Real Chemistry has been tracking vaccine confidence in the American population since November of 2020. Through their proprietary social and digital analytics along with global polling, they correlated self-reported vaccine confidence data from social media with consumer data among 5,125 research participants. They conducted their study in February of 2021, drawing various conclusions about vaccine hesitancy and common attributes associated with this ambivalence.
Vaccine confidence is holding firm, but it has reached a plateau. Approximately 10-15% of the US population needs to change their mind to achieve herd immunity, which exists at 70-85% of the population. Looking at the attributes of Americans who are hesitant to receive a vaccine, they saw that living in a small town, having right-leaning ideologies, or being Black/African American is not the reason why these groups are less willing to receive a COVID-19 vaccine. Instead, they discovered underlying factors that are common in these three groups, as well as many other United States citizens.
Real Chemistry has determined the top consumer attributes associated with vaccine confidence and vaccine ambivalence. Those who support the vaccine often make charitable donations, save a large portion of their income, purchase gourmet foods, have high cholesterol, and live in an area with a high number of individuals with STEM degrees. Attributes associated with vaccine ambivalence include those who likely read the bible, have multiple pets, spend a high proportion of their income on consumer goods, and live in an area where populations take career advancement courses.
Vaccine rates by political affiliation, geography, and race remain high with the subtle difference among segments. However, they did see a slower increase among the right-leaning political affiliation. Likelihood to vaccinate based on geography ranges from 90-93% between rural and urban communities, and among races, it varies from 88-94%. Between the apolitical, educated left, and the mainstream left, the likelihood to vaccinate ranges from 89-95%. The right trails a little behind, with only 65% of their population being likely to vaccinate. Even so, belief in vaccine safety is high among all political affiliations, as is the belief that we can achieve broad immunity.

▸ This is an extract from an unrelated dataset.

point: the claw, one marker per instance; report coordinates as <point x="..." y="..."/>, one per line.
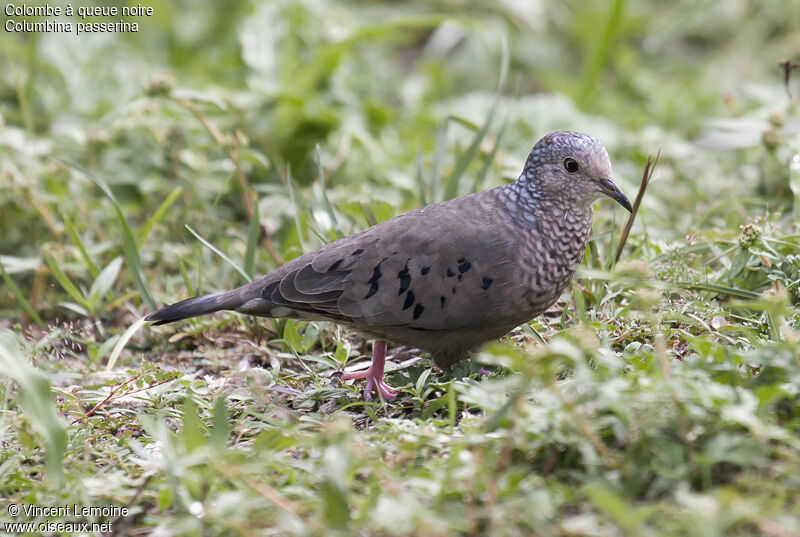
<point x="374" y="374"/>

Their research shows that race, geography, and political affiliation are not demographic characteristics determining who is willing to vaccinate, except for the right-leaning political group, where a slight gap remains. Closing the gap will require positive dialogue, vaccine incentives, and convenience. Refraining from pointing fingers at the right-leaning political party will be more successful in converting citizens, as is reinforcing freedom of choice. Governments and companies should experiment with incentives that resonate with vaccine-hesitant citizens. Additionally, the transition from mass vaccination sites to dose availability within local offices and clinics will provide greater access.